Adapt Rituals Remotely
If your company has traditions and in-office rituals, try adapting them to be remote work culture friendly. Just because people aren’t in person, doesn’t mean celebrations have to stop. (C’mon party people, let’s keep it going!) From celebrating birthdays to work anniversaries or company milestones – hop on a video call to get together. There’s also the option to mail cards, care packages, or gift cards to celebrate your employees. Remind employees they’re important to your company goals.
Update Your Company Mission Statement
Employees want to be able to trust in a company’s mission and vision. Mission statements help employees see the meaning of their work by clearly showing how their job benefits a larger goal. Recognize that talented employees want to personally grow their skills and use them to drive a company purpose that they believe in.
Are your employees aware of your business goals and where you see your company in 5 years? If you haven’t updated your mission statement and shared your vision, now is the time to let employees know. Sharing your vision will make your employees want to go the extra mile – once they see they’re part of something big. (Dream big, employers.)

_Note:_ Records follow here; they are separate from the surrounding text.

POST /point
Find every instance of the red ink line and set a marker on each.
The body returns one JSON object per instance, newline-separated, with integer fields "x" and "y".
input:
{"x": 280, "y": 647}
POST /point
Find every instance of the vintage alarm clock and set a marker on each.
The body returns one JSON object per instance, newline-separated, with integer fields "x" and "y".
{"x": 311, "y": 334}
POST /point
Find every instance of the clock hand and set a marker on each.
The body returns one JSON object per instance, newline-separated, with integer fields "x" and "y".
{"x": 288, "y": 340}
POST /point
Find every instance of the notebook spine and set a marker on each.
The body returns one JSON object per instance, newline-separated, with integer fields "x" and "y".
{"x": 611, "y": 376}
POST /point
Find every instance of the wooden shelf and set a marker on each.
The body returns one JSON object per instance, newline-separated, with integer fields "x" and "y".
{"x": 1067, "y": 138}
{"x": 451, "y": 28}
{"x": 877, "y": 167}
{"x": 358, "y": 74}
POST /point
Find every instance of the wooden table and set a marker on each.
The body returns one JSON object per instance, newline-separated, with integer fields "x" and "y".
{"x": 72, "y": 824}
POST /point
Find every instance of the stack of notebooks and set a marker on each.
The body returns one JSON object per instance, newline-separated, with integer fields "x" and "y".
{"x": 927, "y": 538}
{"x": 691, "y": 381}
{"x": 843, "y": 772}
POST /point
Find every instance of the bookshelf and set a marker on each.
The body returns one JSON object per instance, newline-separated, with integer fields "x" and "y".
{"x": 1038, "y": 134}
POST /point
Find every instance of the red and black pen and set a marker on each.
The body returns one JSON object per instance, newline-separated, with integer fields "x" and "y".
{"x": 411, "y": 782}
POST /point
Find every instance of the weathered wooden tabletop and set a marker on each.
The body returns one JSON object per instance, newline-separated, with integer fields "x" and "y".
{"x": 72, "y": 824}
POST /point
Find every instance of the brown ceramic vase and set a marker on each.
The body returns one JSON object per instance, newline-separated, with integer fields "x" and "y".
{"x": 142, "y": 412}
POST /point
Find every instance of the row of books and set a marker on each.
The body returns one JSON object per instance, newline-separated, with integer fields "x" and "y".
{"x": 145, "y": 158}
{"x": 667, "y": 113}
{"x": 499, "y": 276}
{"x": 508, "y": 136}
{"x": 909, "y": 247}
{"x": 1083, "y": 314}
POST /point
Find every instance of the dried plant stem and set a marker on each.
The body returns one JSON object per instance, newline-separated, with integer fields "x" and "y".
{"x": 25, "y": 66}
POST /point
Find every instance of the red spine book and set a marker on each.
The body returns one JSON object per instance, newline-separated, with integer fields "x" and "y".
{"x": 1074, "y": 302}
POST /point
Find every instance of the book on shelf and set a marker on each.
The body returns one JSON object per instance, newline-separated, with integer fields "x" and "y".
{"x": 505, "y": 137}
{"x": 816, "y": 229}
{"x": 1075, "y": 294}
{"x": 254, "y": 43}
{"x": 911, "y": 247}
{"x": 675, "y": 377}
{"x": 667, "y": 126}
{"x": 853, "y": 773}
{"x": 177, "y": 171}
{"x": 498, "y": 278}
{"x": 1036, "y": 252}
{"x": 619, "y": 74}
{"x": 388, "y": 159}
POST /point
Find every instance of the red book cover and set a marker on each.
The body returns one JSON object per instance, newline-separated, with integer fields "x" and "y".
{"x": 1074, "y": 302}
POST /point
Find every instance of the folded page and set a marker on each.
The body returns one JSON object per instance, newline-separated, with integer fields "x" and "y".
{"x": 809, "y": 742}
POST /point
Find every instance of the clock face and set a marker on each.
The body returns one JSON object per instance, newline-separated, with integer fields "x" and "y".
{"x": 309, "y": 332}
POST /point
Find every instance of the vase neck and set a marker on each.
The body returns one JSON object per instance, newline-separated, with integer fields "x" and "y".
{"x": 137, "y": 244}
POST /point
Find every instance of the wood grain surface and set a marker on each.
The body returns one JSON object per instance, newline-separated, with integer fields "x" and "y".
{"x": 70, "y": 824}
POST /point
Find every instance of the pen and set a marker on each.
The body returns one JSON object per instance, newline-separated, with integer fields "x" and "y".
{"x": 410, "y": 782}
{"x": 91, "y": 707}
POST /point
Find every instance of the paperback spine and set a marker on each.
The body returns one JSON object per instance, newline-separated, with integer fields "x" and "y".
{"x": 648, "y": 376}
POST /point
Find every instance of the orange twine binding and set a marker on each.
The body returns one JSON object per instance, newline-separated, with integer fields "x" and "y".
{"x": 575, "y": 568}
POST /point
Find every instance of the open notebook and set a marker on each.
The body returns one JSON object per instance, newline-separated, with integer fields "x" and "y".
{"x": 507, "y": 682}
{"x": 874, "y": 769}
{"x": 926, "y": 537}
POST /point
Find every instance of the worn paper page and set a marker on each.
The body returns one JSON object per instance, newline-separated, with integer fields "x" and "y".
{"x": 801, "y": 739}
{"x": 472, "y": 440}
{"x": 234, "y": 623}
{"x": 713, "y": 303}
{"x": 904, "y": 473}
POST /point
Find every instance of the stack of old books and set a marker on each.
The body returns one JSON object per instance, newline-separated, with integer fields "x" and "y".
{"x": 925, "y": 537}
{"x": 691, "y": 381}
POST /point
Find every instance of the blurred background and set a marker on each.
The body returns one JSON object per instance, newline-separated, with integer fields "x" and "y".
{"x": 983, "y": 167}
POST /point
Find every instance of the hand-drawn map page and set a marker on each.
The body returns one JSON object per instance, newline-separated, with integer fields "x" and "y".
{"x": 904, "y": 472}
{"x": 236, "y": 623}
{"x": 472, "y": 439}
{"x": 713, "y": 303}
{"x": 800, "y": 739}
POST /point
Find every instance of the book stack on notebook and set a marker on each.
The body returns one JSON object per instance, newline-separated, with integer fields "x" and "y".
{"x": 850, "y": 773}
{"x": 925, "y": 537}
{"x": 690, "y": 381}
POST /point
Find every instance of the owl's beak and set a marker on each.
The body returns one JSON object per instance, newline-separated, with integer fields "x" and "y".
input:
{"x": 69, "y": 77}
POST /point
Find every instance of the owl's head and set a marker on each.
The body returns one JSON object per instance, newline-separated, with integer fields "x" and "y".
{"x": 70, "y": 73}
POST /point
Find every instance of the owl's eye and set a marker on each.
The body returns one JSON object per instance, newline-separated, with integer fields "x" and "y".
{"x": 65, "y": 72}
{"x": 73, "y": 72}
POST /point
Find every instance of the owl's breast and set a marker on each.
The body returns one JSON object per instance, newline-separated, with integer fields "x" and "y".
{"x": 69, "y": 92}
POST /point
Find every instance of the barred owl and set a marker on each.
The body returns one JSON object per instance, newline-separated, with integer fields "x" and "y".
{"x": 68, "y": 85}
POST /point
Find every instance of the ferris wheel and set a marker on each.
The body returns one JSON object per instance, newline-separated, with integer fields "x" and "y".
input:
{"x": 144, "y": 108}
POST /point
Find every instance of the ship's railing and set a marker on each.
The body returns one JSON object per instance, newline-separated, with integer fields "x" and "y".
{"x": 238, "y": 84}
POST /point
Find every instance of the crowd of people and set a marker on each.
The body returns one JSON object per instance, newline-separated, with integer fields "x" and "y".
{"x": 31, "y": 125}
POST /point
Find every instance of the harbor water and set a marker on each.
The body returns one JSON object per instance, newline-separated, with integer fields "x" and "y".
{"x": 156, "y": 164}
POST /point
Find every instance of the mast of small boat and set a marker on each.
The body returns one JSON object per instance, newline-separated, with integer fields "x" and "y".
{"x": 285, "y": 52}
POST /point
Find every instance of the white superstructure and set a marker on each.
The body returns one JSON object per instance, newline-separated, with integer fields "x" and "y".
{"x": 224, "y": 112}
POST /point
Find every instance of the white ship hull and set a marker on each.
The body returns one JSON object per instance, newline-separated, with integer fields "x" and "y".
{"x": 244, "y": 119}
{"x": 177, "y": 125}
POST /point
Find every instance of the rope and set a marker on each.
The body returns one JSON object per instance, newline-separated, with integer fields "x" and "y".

Want to know more? We’ve laid out the steps on how to build a strong culture with a remote team in detail in another blog.
How To Keep Your Remote Team Motivated
Take the extra step to tell your team they’re appreciated and doing a good job. Your employees should view you as a coach – someone who wants to help them succeed. Here are some tips to help you focus on your employees’ output and boost your bottom line.
Offer Incentive Programs
It’s time for a hard look in the mirror. Ask yourself, does your company offer ways to recognize employees virtually? Nowadays great companies have ways for remote employees to acknowledge peers for their great work.
When hopping on a last minute task or going the extra mile to help a coworker out, employees can send shout outs or points to each other for easing the process. Third-party companies are available online to handle this for you or you can monitor this internally through an instant messaging system. Organizations consistently recognized as “great places to work” are ones that frequently recognize outstanding work.
Send Regular Updates
It’s the starting point for effective communication – make an effort to keep your team in the loop. During any company change, big or small, be sure to let your employees know. Policy changes, virtual event opportunities, bringing on new clients, and especially adding new team members, all require company-wide communication. Keeping your team informed ensures remote workers are aware of changes happening so they are never blindsided or left out of the conversation.
A great initiative would be to schedule one-on-one calls – daily, weekly or biweekly. And don’t just ask for productivity updates. (Did you see the game last night?) Regular check-ins help keep employees motivated and engaged.